Whey is the first and foremost supplementation option for not only boosting protein intake, but also for promoting the many other tremendous benefits of protein synthesis of living cells. By feeding your body’s cells and tissues at the molecular level, whey protein has a tremendously positive effect on vitality and metabolism. Furthermore, by adding a protein concentrate (like One World Whey) to your diet, you get the benefits of the world’s best protein supplementation without unnecessary calories from carbohydrates and fat.

 Side Effects

As with anything in life, the benefits of protein supplementation with whey protein also come with potential drawbacks in the form of side effects.

Whey protein also has a few interactions with prescription drugs, most notably a major interaction with Levodopa, a drug used in Parkinson’s Disease therapy. Whey protein can reduce the rate at which Levodopa is absorbed and, therefore, reduce its effectiveness.
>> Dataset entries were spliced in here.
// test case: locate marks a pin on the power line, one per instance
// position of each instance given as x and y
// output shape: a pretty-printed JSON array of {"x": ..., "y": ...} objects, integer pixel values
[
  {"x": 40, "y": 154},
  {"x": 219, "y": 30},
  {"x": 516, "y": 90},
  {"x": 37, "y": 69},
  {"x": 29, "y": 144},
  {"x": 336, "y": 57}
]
Overall, whey protein is likely safe when taken in the amounts recommended by the manufacturer, but a few considerations, as outlined above, should be considered before beginning whey protein supplementation.  When in doubt consult your physician.

 Bottom Line

Whey protein supplementation is one of the best things you can do for your health. The nutritional content of whey protein is perfect for promoting human health and vitality because it is derived from the raw milk of a mammal. By removing the fat and carbohydrate content from raw milk and whey, what’s left is an extremely efficient means of boosting protein consumption and absorption. There are many ways to increase protein consumption, however, whey protein is one of the only options that comes complete with the enzymes and co-factors that are critical for putting that protein to use in the body. Whey protein is truly a complete protein product with a world of benefits.